In the meantime there’s something fishy happening at the big ship you arrived at: systems are malfunctioning damaged by some blast and a lot of space pirates’ dead bodies are scattered around. To top it all off message logs talk about some kind of genetic experiments that were happening here. Not all crew members are dead, but their pathetic attempts to shoot you on sight achieve nothing. Equipped in your trustworthy power suit with an attached beam cannon you deal with enemies effortlessly. At the end of those corridors scattered with debris there is a giant insect, a failed attempt of space pirates to create a biological superweapon.
The first boss explains the core approach for the combat through the architecture of its room. The central area is perfectly circular; there is a hole in the center and the ugly big monster is hovering there for good measure. Parasite queen rotates around and spews nasty green goo at you, so naturally the best course of action is circling around laughing at the stupid bug firing rockets up its ass. This isn’t something exotic, a lot of games have a shooting, stepping to the side and a similar arenas or even just enough space to use these tactics against an AI. What makes Prime unusually focused on this concept is its controls. There is a dedicated button for keeping camera targeted on the enemy. Jumping to the side can be performed easily. Well, at least when there’s enough space and the terrain is decent, like in this case. The boss falls down and breaks the ship’s reactor. The siren sounds and a countdown appears on the screen. One more classic Metroid schtick.
As agile as you are, it doesn’t help at the end of the race. Samus is caught in the explosion. She falls to the bottom of the shaft; as the result most of the powers of the suit are off. It wouldn’t be Metroid if you didn’t have to recollect the upgrades. There is only one survivor except a bounty hunter escaping the destroyed ship; and that is the old nemesis, cosmic pterodactyl Ridley. Next stop — Tallon IV.
It rains.

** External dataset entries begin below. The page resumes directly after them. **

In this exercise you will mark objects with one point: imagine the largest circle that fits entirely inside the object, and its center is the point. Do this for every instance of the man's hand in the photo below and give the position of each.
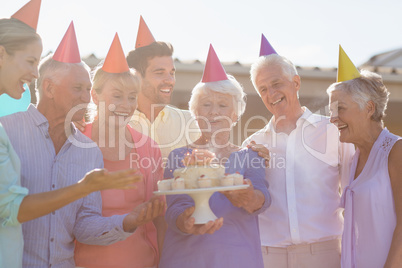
(101, 179)
(80, 125)
(261, 150)
(143, 214)
(185, 223)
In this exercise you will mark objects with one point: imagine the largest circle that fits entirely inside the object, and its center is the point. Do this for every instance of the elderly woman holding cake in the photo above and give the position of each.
(233, 239)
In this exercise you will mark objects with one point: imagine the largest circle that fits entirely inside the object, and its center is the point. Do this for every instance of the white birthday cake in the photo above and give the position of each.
(200, 172)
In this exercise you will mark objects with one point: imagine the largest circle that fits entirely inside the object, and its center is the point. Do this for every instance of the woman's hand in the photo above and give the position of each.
(261, 150)
(143, 214)
(249, 199)
(80, 125)
(101, 179)
(185, 223)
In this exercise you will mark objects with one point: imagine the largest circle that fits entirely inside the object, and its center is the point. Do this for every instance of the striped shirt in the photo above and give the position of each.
(49, 240)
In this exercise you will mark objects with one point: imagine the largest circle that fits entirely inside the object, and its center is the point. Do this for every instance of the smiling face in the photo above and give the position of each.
(19, 68)
(215, 111)
(348, 117)
(159, 80)
(277, 91)
(120, 102)
(72, 90)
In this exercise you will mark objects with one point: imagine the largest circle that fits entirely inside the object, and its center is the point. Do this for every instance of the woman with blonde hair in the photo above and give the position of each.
(20, 51)
(114, 91)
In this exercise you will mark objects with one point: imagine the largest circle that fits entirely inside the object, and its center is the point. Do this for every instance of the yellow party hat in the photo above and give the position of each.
(346, 69)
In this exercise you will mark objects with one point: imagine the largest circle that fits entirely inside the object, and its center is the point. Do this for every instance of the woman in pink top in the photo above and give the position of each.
(372, 234)
(114, 91)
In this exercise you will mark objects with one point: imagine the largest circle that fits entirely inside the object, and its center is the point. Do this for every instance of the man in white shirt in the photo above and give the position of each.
(303, 225)
(170, 127)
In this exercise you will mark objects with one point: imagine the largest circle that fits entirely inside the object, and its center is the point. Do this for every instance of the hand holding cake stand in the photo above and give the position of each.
(202, 212)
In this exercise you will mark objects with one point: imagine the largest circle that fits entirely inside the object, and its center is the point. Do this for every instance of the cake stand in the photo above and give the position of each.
(202, 212)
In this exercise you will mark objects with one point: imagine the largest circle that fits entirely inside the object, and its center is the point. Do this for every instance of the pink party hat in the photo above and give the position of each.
(68, 49)
(29, 13)
(266, 48)
(115, 61)
(213, 70)
(144, 35)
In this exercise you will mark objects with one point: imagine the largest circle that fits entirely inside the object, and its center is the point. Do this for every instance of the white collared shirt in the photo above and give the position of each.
(172, 128)
(304, 179)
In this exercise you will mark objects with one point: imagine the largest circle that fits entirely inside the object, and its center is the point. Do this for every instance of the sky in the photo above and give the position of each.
(308, 32)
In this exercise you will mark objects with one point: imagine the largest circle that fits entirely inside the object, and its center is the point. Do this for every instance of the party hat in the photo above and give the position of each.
(144, 35)
(346, 68)
(213, 70)
(29, 13)
(115, 61)
(68, 49)
(266, 48)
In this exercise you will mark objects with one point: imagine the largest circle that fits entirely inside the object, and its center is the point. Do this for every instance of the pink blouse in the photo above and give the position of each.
(370, 217)
(140, 249)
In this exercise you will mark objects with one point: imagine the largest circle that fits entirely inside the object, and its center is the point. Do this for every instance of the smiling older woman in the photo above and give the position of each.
(373, 200)
(233, 239)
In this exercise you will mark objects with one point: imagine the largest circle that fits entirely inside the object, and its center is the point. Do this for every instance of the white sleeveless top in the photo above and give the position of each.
(370, 217)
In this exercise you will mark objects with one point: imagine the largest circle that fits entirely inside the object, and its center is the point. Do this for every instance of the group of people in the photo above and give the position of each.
(84, 191)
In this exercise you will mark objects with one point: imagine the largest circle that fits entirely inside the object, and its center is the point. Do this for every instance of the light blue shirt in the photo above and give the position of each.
(11, 196)
(49, 240)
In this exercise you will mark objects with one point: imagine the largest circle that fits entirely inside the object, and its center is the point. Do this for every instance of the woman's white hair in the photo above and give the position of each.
(368, 87)
(229, 86)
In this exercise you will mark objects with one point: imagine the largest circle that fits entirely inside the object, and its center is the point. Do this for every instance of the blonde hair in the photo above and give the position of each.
(129, 79)
(16, 35)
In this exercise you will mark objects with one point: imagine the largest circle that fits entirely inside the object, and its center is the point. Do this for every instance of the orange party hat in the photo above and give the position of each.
(29, 13)
(115, 61)
(213, 70)
(144, 35)
(68, 49)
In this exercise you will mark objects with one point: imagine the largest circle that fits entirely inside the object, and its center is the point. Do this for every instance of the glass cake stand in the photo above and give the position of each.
(202, 212)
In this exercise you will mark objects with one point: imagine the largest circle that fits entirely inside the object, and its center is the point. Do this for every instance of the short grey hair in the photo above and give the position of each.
(288, 68)
(368, 87)
(230, 86)
(50, 68)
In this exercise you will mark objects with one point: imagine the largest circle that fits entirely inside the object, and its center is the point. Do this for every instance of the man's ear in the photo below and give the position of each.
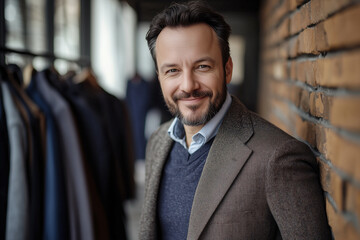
(228, 70)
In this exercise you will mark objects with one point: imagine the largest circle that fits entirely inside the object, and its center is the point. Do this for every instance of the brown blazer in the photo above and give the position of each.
(257, 183)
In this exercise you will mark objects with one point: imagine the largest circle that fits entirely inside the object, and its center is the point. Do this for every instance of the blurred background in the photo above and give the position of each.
(296, 63)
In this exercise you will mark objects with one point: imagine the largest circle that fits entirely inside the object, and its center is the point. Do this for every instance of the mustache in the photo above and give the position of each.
(195, 94)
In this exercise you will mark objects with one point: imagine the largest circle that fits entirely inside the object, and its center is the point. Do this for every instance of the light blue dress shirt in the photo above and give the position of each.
(210, 129)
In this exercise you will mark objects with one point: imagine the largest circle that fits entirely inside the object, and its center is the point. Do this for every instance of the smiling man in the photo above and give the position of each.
(217, 170)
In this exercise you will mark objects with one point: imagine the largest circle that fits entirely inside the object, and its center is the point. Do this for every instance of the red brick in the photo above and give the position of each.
(306, 42)
(325, 172)
(342, 30)
(339, 71)
(341, 228)
(293, 46)
(320, 105)
(280, 70)
(300, 20)
(352, 200)
(304, 129)
(321, 9)
(342, 152)
(305, 101)
(306, 72)
(345, 113)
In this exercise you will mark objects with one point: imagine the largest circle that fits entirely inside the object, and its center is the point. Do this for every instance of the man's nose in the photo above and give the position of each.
(188, 82)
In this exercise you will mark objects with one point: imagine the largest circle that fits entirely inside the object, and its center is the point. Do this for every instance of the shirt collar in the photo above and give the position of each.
(207, 132)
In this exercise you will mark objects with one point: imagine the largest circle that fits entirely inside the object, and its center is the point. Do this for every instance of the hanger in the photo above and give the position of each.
(28, 72)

Some kind of jungle planet. Samus’s battleship form still doesn’t make any sense, but it’s a first save point and it restores your rocket ammunition. Onwards — to the dangers of the unexplored territory. It’s time to collect upgrades, unlock new zones and travel on gigantic elevators that are some weird standard all across the galaxy it seems. But mostly you will be scanning: space pirates leave around a surprising amount of notes documenting their supposedly criminal activity of mining radioactive Phazon and excavating Chozo ruins. The prophecies about the great warrior which these ancient bird-like creatures make for a second part of plot.
The game features a graceful hints system: it doesn’t exactly tell you what to do or enforce your route too strictly; it leaves figuring out a path to you and waits a bit to ensure you’re really lost. There’s a thin line between an occasional helpful tip and a game doing all the work for you. Prime may come close, but never crosses it staying on the territory of games that let you occasionally feel smart.
Sooner or later all puzzles will be solved, prophecies will be fulfilled and bosses will be defeated. Traditional words, MISSION FINAL will appear on the screen. And if you were persistent enough with finding hidden items Samus will take off her helmet (no bikini suit this time). And if 100% of those secret stashes were looted there will be an after-credits scene with a hint for the next installment.